Now the cheating prick had drawn a knife.
Probably shouldn’t have kicked him in the balls, the drifter thought. Especially since his large friend here had him tied up in the stranglehold of a full nelson. It hurt like hell, but it was nothing compared to that spike of static driving right through that splitting headache he had. It felt as if it were cutting into his brain like some impossible electric blade.
“Hold him, Cal.”
It wasn’t the fat man. One of Cal’s buddies had piped up. All of a sudden, the place was just crawling with rats.
The fat man met him squarely, still wincing from the throb in his jewels. The heady mix of bar smoke and brew had him swaying a little, and just when you thought he might rethink this madness, he returned the favor with one solid shot from his steel-toed boot. Pain rippled through the drifter’s groin and into his skull. Still, he’d endured far worse than these boys could dish out, and he wasn’t about to give them the satisfaction. He swallowed the agony. His lips slid into a cockeyed grin.

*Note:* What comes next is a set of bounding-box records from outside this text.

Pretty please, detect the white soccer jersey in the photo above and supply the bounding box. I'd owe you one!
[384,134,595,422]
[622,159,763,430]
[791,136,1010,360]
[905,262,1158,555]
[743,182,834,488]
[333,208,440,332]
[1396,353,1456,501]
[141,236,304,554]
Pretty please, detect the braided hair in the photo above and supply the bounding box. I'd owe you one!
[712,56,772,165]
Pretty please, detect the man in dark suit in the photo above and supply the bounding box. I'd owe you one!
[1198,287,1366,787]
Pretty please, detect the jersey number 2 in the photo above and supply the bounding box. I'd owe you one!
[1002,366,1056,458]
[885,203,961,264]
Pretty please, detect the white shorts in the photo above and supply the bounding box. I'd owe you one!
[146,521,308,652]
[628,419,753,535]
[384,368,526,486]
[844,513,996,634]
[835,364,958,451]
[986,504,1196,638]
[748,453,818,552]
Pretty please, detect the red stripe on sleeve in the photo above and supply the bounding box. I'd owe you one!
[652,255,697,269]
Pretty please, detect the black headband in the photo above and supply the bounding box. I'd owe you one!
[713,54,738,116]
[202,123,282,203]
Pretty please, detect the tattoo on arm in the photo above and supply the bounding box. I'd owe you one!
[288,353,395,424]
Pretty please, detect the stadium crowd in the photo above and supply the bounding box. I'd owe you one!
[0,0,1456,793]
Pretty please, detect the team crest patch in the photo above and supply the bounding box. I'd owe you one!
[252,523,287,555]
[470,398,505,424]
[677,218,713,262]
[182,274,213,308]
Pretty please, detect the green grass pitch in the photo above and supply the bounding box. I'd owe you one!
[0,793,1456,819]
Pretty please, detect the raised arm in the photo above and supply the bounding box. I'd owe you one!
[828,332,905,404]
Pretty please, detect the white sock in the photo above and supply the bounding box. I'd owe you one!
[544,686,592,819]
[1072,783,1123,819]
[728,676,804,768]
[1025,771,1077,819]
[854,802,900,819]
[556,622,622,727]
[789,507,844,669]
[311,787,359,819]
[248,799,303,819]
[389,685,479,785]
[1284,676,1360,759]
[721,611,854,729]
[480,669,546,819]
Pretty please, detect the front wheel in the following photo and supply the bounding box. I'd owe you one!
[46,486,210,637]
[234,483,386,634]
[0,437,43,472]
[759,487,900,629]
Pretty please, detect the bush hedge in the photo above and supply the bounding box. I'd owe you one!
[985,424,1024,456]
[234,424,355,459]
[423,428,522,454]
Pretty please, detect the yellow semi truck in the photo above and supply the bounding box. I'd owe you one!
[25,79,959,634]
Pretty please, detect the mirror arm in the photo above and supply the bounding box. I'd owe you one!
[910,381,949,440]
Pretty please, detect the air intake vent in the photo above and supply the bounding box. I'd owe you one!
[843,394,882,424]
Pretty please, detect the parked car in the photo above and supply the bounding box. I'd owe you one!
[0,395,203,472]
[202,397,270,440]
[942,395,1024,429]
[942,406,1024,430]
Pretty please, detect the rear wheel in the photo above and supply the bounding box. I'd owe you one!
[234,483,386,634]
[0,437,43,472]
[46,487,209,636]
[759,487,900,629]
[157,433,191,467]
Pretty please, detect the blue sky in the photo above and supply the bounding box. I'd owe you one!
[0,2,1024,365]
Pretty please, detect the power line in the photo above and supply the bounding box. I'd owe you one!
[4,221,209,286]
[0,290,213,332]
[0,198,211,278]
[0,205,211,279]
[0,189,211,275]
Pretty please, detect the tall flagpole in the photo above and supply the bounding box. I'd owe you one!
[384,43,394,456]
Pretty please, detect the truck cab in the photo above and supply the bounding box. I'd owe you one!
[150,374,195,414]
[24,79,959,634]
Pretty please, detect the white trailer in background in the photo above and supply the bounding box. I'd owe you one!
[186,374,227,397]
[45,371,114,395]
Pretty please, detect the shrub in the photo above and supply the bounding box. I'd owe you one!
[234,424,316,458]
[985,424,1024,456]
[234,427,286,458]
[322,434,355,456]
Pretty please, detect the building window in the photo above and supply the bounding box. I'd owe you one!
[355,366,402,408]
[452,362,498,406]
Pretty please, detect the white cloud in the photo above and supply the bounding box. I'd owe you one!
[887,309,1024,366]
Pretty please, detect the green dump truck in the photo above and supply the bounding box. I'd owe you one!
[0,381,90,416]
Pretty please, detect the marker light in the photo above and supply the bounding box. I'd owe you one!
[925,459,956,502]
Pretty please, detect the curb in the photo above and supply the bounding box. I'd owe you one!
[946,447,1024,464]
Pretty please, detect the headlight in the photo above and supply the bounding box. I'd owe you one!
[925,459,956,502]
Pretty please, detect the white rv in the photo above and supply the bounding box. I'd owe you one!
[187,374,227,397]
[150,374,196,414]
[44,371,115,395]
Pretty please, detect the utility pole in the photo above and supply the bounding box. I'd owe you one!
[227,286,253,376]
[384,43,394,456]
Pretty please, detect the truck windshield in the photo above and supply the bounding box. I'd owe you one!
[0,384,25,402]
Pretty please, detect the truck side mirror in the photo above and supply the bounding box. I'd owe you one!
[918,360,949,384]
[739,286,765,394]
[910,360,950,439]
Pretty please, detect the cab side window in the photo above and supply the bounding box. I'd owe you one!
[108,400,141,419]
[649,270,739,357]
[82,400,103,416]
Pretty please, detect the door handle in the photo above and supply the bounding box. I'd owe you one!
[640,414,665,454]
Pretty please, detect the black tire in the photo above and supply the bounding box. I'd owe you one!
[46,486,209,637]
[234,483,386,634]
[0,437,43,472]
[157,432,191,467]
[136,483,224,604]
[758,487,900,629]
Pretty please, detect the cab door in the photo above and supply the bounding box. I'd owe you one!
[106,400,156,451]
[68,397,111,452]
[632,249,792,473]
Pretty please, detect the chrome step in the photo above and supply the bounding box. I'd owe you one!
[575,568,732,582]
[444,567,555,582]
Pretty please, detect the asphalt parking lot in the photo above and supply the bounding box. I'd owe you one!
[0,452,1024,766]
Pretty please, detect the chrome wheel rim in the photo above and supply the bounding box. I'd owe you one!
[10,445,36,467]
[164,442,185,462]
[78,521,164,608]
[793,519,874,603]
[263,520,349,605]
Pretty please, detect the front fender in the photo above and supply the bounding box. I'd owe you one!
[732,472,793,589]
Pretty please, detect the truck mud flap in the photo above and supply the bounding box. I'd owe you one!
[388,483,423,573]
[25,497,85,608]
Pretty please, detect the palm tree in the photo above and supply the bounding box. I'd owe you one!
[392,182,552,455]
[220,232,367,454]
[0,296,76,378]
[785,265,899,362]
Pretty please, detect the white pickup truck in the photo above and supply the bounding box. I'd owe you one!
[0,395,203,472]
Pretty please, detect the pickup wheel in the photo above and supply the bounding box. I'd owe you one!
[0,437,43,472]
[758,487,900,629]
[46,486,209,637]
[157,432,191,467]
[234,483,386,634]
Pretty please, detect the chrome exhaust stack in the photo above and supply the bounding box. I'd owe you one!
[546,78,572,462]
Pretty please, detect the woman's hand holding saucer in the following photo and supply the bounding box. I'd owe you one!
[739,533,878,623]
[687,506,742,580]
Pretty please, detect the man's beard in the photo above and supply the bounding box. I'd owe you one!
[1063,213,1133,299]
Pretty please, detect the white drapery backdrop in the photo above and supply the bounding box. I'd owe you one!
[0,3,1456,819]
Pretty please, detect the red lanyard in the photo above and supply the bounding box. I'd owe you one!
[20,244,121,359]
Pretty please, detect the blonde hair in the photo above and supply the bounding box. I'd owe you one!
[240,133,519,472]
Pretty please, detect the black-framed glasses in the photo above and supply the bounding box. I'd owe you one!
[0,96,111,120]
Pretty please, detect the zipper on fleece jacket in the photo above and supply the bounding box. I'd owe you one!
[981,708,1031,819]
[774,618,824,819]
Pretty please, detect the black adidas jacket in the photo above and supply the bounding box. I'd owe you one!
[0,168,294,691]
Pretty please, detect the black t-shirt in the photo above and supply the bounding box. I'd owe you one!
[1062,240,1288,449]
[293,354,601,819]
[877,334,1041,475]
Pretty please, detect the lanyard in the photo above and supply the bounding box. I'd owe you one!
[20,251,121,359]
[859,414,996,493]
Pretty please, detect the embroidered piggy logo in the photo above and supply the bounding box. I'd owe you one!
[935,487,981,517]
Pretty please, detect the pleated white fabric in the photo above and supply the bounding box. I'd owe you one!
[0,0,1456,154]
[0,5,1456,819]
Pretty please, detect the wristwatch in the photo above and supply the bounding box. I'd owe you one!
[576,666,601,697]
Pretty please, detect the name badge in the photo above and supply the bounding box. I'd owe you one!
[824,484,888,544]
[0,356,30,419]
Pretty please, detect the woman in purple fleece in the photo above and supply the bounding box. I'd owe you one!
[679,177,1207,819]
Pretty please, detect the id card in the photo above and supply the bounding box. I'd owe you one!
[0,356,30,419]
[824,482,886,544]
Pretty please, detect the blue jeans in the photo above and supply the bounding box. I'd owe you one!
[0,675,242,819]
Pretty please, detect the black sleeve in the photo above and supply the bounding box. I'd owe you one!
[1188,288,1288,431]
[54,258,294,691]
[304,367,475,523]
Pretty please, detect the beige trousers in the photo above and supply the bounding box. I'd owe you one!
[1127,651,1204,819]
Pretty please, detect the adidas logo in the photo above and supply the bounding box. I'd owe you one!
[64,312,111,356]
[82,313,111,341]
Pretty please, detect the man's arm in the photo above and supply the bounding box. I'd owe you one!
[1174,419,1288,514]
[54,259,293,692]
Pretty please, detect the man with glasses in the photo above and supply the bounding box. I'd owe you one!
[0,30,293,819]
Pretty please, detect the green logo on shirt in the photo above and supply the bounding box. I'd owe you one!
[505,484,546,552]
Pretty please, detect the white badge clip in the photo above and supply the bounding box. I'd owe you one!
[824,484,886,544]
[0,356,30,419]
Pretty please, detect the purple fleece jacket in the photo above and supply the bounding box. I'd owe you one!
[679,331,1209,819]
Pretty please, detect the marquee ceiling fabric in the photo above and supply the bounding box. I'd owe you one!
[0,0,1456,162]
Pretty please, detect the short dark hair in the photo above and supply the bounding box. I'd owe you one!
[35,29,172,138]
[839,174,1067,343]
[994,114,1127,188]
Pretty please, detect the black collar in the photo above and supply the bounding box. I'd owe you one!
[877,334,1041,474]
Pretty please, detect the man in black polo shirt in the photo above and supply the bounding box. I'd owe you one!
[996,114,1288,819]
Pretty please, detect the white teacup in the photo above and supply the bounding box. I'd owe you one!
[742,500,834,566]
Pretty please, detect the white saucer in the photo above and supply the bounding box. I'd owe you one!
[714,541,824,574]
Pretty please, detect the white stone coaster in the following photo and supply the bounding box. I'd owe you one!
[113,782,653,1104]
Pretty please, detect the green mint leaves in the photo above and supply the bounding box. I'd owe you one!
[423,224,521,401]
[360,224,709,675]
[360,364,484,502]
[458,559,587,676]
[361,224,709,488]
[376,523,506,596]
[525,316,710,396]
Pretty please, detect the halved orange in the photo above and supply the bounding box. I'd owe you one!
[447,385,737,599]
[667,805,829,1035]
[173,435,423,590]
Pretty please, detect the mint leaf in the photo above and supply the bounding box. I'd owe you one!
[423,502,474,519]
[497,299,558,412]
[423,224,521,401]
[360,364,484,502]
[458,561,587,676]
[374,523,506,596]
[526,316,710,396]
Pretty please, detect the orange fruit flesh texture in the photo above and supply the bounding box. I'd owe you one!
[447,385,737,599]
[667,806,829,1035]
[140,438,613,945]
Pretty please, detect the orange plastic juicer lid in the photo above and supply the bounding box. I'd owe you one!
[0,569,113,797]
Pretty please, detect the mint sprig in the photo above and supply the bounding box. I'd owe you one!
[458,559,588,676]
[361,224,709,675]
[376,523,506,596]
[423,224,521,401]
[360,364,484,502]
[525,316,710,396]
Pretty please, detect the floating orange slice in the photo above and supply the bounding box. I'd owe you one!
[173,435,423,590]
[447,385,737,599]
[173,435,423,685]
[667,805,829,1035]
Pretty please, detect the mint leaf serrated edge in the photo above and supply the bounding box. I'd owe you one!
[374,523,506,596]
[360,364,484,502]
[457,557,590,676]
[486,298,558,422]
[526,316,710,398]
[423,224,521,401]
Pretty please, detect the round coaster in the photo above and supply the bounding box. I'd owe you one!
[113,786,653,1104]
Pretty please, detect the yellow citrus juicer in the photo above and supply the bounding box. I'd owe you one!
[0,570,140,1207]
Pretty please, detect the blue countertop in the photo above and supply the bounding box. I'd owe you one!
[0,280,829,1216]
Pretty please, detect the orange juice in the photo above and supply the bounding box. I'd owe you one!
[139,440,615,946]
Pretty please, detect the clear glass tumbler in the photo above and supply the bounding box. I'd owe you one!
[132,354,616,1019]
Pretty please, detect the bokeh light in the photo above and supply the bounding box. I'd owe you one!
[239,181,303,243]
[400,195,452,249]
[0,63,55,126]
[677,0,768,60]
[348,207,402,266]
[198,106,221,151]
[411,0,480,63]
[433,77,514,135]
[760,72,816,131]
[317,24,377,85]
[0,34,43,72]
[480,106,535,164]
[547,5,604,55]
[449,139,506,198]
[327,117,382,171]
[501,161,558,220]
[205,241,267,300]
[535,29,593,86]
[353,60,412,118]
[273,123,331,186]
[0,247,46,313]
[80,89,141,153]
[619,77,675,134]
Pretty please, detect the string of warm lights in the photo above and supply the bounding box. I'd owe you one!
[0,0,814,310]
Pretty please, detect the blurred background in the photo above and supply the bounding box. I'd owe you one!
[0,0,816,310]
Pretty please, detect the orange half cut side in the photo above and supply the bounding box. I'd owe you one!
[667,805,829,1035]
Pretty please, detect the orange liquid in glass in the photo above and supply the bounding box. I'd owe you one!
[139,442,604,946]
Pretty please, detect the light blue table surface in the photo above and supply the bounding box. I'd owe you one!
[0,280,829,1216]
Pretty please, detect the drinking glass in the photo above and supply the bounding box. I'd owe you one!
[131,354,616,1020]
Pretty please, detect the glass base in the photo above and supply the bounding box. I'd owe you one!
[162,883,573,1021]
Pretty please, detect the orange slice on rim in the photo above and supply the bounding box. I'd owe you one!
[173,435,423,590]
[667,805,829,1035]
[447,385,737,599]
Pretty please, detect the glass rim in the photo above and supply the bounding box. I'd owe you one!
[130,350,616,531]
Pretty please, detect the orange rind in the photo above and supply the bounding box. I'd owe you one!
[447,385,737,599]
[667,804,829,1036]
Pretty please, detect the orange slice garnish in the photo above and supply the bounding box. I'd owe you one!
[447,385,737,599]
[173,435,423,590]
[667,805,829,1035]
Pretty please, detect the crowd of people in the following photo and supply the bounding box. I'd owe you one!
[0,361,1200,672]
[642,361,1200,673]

Outside the packed roadhouse—this stinking pisshole that stank like all the others—the thunderstorm raged. Somewhere down that cold and lonely road that had brought them here, lightning struck a power line, and the lights flickered.
“No more tricks,” the trucker told him, uncertain as the lamps. Clearly he was rethinking this; trying to get a grip on just what the hell had happened here tonight. Trying not to lose that grip.